Wiadomość o nowym wariancie koronawirusa, który rozprzestrzenia się w Afryce, zaniepokoiła szefową Komisji Europejskiej. W wydanym w piątek oświadczeniu Ursula von der Leyen podkreśliła, że naukowcy i producenci szczepionek podzielają jej obawy.
- Trzeba zaszczepić się jak najszybciej, jeśli jeszcze się tego nie zrobiło. I należy postępować zgodnie ze znanymi zasadami, aby się chronić - zaznaczyła szefowa KE.
Nowy wariant koronawirusa. Co ze szczepionkami?
W mediach pojawiły się też informacje, że wariant B.1.1529, czyli inaczej mutacja "Nu", potrafi się rozprzestrzeniać w błyskawicznym tempie. Mnogość jego kolców i potencjał do mutacji niepokoją naukowców badających SARS-CoV-2.
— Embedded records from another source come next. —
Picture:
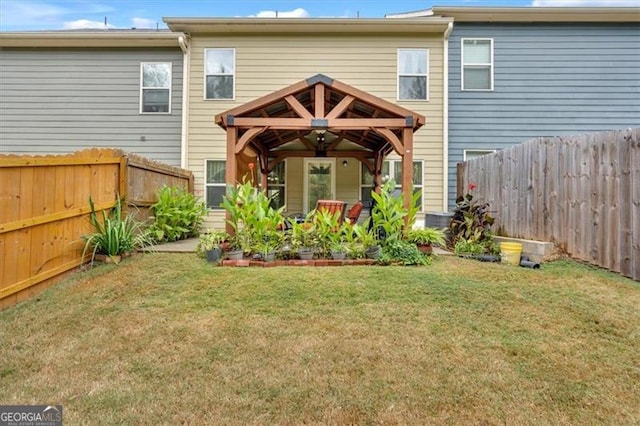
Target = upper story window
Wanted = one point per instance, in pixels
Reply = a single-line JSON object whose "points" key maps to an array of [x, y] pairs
{"points": [[477, 64], [155, 87], [220, 66], [413, 74]]}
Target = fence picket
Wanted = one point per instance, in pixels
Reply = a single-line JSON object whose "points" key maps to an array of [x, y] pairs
{"points": [[44, 210], [580, 192]]}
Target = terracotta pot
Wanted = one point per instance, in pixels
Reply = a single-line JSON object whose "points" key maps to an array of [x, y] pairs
{"points": [[425, 248]]}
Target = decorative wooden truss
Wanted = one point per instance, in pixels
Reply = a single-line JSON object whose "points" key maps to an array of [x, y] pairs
{"points": [[321, 117]]}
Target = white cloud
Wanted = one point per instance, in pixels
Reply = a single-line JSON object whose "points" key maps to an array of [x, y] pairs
{"points": [[143, 22], [85, 24], [15, 14], [295, 13], [586, 3]]}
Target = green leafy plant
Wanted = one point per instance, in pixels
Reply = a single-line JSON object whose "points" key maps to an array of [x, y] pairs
{"points": [[427, 236], [390, 217], [254, 221], [402, 252], [466, 247], [210, 240], [177, 215], [329, 232], [114, 234]]}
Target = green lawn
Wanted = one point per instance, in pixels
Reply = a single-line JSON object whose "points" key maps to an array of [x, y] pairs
{"points": [[168, 338]]}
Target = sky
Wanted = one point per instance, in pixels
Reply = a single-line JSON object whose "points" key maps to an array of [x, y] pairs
{"points": [[28, 15]]}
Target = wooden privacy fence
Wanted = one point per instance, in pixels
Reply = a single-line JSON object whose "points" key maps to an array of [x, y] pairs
{"points": [[580, 192], [44, 209]]}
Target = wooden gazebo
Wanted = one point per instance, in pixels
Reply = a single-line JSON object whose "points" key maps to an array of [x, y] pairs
{"points": [[321, 117]]}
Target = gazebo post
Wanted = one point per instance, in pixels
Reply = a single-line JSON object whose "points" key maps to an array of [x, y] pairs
{"points": [[377, 175], [407, 167], [264, 172], [231, 166]]}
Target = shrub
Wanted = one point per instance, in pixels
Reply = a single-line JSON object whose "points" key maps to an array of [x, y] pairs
{"points": [[389, 215], [427, 236], [254, 222], [177, 215], [401, 252], [471, 221], [114, 235]]}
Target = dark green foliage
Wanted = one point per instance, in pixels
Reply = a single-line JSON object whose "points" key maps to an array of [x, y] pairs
{"points": [[389, 212], [177, 215], [401, 252], [471, 221], [114, 235]]}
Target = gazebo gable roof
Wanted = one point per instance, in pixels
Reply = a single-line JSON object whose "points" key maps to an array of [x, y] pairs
{"points": [[278, 104], [304, 111]]}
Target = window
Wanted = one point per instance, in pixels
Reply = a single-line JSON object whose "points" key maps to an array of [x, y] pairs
{"points": [[215, 183], [391, 169], [220, 65], [155, 87], [276, 186], [477, 64], [468, 154], [413, 76]]}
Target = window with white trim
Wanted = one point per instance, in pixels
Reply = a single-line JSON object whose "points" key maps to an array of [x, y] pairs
{"points": [[220, 66], [215, 182], [155, 87], [276, 186], [413, 74], [391, 169], [468, 154], [477, 64]]}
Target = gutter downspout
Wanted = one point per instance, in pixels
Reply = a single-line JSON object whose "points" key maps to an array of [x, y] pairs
{"points": [[445, 119], [183, 41]]}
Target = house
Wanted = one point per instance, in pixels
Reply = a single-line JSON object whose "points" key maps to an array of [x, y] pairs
{"points": [[520, 73], [315, 108], [62, 91]]}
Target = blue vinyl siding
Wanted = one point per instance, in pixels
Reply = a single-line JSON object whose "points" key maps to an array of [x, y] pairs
{"points": [[549, 80]]}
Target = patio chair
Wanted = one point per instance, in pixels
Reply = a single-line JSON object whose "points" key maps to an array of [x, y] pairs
{"points": [[354, 212], [332, 206]]}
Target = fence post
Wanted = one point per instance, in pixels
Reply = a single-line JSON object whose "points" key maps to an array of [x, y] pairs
{"points": [[124, 183], [459, 179]]}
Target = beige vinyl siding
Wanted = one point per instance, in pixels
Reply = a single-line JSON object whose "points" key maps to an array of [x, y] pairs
{"points": [[267, 63]]}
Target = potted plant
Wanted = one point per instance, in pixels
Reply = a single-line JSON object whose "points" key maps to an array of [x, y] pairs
{"points": [[268, 245], [303, 238], [209, 244], [368, 241], [426, 238], [236, 251]]}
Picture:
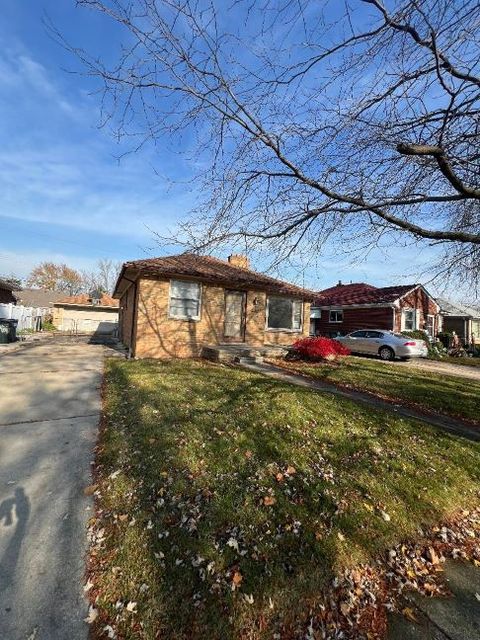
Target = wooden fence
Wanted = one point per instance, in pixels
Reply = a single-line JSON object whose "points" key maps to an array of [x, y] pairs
{"points": [[28, 317]]}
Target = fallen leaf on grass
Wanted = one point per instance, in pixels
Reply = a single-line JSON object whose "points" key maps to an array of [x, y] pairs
{"points": [[408, 613], [110, 632], [432, 556], [237, 578], [88, 586], [90, 490], [233, 543], [92, 615]]}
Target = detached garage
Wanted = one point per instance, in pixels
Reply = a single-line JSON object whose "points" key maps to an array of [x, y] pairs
{"points": [[86, 314]]}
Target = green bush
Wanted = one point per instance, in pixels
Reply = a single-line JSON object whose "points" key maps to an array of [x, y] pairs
{"points": [[445, 338]]}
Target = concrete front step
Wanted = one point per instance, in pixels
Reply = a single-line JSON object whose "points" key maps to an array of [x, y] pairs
{"points": [[241, 353]]}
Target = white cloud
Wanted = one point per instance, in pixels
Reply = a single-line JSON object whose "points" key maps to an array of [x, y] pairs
{"points": [[21, 264], [56, 168]]}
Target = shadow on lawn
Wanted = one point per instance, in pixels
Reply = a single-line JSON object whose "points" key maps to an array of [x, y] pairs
{"points": [[204, 439]]}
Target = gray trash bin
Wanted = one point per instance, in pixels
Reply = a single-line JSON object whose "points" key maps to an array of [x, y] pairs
{"points": [[8, 330]]}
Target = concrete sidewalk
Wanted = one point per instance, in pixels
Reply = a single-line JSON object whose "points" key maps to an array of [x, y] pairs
{"points": [[446, 423], [454, 618], [49, 413]]}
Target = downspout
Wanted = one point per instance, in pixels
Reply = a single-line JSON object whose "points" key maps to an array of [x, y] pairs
{"points": [[134, 312], [134, 318]]}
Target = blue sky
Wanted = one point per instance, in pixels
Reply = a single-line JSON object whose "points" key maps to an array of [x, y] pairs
{"points": [[64, 194]]}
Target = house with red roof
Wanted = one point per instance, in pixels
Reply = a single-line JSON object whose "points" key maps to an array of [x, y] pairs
{"points": [[180, 306], [349, 307]]}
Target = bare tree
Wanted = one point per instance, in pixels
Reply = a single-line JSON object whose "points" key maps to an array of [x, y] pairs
{"points": [[356, 120], [103, 278], [56, 277]]}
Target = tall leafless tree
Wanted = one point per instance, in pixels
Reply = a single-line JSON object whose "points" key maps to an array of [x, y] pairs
{"points": [[357, 120]]}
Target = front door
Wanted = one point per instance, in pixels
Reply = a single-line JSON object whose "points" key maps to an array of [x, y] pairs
{"points": [[234, 330]]}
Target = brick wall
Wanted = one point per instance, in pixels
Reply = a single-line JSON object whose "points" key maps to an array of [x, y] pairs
{"points": [[158, 336], [420, 301]]}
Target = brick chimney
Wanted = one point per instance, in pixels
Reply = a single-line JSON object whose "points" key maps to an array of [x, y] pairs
{"points": [[239, 260]]}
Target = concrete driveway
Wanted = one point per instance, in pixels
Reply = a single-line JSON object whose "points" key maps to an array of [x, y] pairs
{"points": [[49, 414]]}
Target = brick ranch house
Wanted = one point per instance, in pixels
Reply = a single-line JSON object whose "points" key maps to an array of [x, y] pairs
{"points": [[348, 307], [6, 293], [175, 306]]}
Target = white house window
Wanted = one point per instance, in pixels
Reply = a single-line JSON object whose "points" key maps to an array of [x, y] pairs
{"points": [[284, 313], [336, 315], [409, 318], [184, 300]]}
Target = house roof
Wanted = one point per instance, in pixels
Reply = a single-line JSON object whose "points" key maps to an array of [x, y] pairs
{"points": [[85, 300], [37, 297], [361, 293], [6, 285], [211, 270], [457, 309]]}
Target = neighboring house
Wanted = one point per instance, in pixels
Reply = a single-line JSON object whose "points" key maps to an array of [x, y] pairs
{"points": [[347, 307], [462, 319], [6, 293], [86, 314], [175, 306], [38, 298]]}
Nie ma jeszcze pewności, czy chronią przed nim szczepionki obecnie dostępne na rynku. Na taką ewentualność przygotowała się Unia, gdy podpisywała umowy z producentami wakcyn.
- Umowy Unii Europejskiej z producentami mówią, że szczepionka musi być natychmiast dostosowywana do nowych wariantów, gdy tylko się pojawią - podkreśliła Ursula von der Leyen.
"Nu" już w Europie
O pierwszym przypadku zakażenia wariantem "Nu" poinformowała Belgia. Dlatego też szefowa KE zaapelowała o reakcję do rządzących państwami członkowskimi. Na początek wezwała do zawieszenia połączeń lotniczych do miejsc, w których wykryto nowy wariant koronawirusa.
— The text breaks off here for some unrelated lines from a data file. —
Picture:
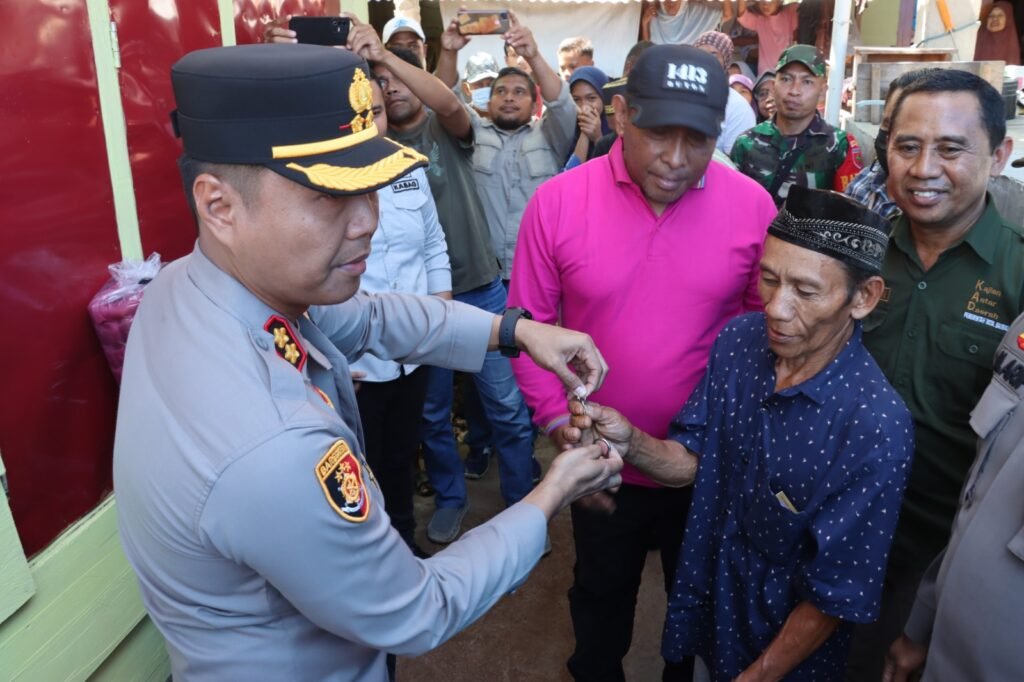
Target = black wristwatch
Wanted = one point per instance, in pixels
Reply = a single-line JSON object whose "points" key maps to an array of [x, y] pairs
{"points": [[506, 331]]}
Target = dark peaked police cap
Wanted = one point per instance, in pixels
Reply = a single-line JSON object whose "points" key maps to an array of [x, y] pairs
{"points": [[678, 85], [305, 112]]}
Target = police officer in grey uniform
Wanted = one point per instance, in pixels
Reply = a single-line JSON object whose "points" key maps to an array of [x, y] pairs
{"points": [[258, 534], [967, 621]]}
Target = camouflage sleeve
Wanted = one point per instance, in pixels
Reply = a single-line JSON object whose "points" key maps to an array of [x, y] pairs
{"points": [[739, 150], [851, 162]]}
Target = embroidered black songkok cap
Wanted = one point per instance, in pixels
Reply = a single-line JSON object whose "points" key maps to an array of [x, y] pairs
{"points": [[835, 225], [302, 111]]}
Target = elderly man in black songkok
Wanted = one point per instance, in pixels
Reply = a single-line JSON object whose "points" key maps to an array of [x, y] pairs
{"points": [[799, 452]]}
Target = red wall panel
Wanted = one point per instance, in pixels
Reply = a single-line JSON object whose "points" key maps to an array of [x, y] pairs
{"points": [[58, 233], [151, 42]]}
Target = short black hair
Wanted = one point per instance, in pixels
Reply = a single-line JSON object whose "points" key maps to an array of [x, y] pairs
{"points": [[512, 71], [993, 115], [634, 54], [855, 279], [240, 176], [903, 80], [407, 55]]}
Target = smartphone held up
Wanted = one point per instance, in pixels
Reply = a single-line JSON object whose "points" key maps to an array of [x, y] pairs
{"points": [[321, 30], [482, 22]]}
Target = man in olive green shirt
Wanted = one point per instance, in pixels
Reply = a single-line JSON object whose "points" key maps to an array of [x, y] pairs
{"points": [[954, 273]]}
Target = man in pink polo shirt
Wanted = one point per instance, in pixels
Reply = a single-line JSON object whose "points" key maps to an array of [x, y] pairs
{"points": [[650, 250]]}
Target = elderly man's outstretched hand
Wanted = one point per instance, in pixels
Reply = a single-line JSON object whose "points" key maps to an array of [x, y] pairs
{"points": [[574, 474]]}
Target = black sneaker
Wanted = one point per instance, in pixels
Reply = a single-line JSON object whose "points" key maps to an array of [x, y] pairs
{"points": [[477, 464], [445, 523]]}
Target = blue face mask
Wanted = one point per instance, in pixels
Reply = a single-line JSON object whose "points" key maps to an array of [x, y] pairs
{"points": [[480, 97]]}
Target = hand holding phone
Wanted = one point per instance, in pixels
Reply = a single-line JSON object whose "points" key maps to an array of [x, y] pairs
{"points": [[321, 30]]}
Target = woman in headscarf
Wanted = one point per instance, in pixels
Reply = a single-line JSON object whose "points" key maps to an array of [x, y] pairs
{"points": [[739, 68], [997, 38], [592, 124], [679, 22], [764, 95], [744, 87]]}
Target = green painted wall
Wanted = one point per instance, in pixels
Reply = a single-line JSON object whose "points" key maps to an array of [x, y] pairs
{"points": [[86, 615], [879, 24]]}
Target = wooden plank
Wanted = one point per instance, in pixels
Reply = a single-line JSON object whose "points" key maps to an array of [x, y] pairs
{"points": [[875, 112], [879, 77], [16, 586], [87, 602], [141, 657]]}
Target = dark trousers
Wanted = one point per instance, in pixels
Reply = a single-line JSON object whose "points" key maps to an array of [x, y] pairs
{"points": [[391, 414], [610, 555], [871, 640]]}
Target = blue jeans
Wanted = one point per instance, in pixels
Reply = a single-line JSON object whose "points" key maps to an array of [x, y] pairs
{"points": [[504, 408]]}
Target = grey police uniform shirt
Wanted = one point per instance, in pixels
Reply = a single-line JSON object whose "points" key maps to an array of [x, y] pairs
{"points": [[258, 535], [510, 165], [970, 606]]}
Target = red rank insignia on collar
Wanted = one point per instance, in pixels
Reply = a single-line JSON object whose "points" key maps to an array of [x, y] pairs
{"points": [[340, 475], [286, 341]]}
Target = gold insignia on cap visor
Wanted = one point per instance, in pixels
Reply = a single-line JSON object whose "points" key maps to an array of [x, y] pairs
{"points": [[360, 96], [345, 178], [324, 146]]}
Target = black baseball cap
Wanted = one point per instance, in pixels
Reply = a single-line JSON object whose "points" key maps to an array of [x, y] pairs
{"points": [[305, 112], [678, 85]]}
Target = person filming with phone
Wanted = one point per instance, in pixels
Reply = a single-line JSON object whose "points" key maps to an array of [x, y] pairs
{"points": [[513, 153]]}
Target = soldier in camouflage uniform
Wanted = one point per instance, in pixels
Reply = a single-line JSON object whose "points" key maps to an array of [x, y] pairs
{"points": [[797, 146]]}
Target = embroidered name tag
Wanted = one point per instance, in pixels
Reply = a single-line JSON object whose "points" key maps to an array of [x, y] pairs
{"points": [[406, 185]]}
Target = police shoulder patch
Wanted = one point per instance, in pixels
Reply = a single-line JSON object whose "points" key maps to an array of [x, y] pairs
{"points": [[340, 474]]}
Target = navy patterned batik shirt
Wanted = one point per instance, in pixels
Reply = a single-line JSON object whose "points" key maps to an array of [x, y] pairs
{"points": [[797, 497]]}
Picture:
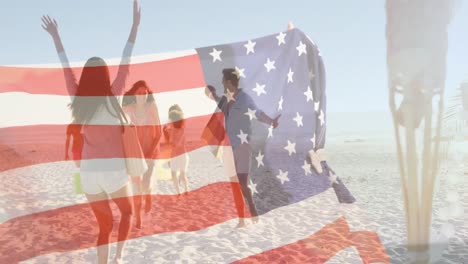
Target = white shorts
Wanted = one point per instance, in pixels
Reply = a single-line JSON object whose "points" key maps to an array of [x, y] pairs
{"points": [[237, 160], [180, 163], [93, 182]]}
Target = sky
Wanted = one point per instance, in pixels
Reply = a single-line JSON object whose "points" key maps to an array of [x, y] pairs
{"points": [[350, 35]]}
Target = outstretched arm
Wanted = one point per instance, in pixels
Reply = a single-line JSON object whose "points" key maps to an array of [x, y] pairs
{"points": [[124, 68], [51, 26]]}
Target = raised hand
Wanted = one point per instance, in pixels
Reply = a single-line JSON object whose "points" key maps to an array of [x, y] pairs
{"points": [[50, 25]]}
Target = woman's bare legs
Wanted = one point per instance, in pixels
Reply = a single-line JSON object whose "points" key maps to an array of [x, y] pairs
{"points": [[123, 200], [137, 200], [100, 205], [176, 182], [183, 180], [146, 187]]}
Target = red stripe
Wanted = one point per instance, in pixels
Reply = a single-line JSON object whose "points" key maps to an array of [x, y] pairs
{"points": [[323, 245], [162, 76], [31, 145], [75, 227]]}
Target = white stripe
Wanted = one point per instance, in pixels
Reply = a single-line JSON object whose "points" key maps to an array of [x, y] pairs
{"points": [[21, 109], [116, 61]]}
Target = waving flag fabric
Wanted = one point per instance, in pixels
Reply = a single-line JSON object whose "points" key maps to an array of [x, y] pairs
{"points": [[283, 73]]}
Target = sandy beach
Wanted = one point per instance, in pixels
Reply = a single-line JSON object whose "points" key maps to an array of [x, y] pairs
{"points": [[366, 165]]}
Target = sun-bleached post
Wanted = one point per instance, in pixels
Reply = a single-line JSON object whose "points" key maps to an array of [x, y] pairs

- Wszystkie podróże lotnicze do tych krajów powinny zostać zawieszone, dopóki nie będziemy lepiej rozumieć niebezpieczeństwa stwarzanego przez ten nowy wariant - podkreśliła Ursula von der Leyen. - Teraz ważne jest, abyśmy wszyscy w Europie działali bardzo szybko, zdecydowanie i zjednoczeni - dodała.
Money.pl zapytał polskie Ministerstwo Zdrowia, czy możemy spodziewać się szybkiej reakcji rządzących na nowe zagrożenie, jakie stwarza wariant "Nu". W odpowiedzi rzecznik MZ Wojciech Andrusiewicz uspokajał, że nowy wariant na razie rozprzestrzenia się w Afryce.
- Obecnie nikt nie prognozuje wysokiego zagrożenia tym wariantem. Jest na to za wcześnie. Prognozy raczej mówią o kolejnych łagodniejszych falach w Polsce i w Europie. Niemniej, śledzimy sytuację - wyjaśnił Wojciech Andrusiewicz. - Na dziś WHO zajmuje się tematem. Nasze służby są w kontakcie z nimi, jak i z CDC oraz ECDC - dodaje.
Nowy wariant przeraził inwestorów
Informacje o nowym wariancie koronawirusa wywołały reakcję inwestorów giełdowych. Ostatnia sesja tego tygodnia rozpoczęła się panicznym wycofywaniem pieniędzy ulokowanych wcześniej w akcjach. - Po spokojnym czwartku, piątek na rynkach zaczął się od potężnych ruchów notowań - przyznaje Przemysław Kwiecień z XTB.
Pierwsze przypadki zakażeń nowym wariantem odnotowano w listopadzie w Botswanie. Szybko obecność "Nu" u siebie potwierdziły Republika Południowej Afryki, a następnie Hongkong.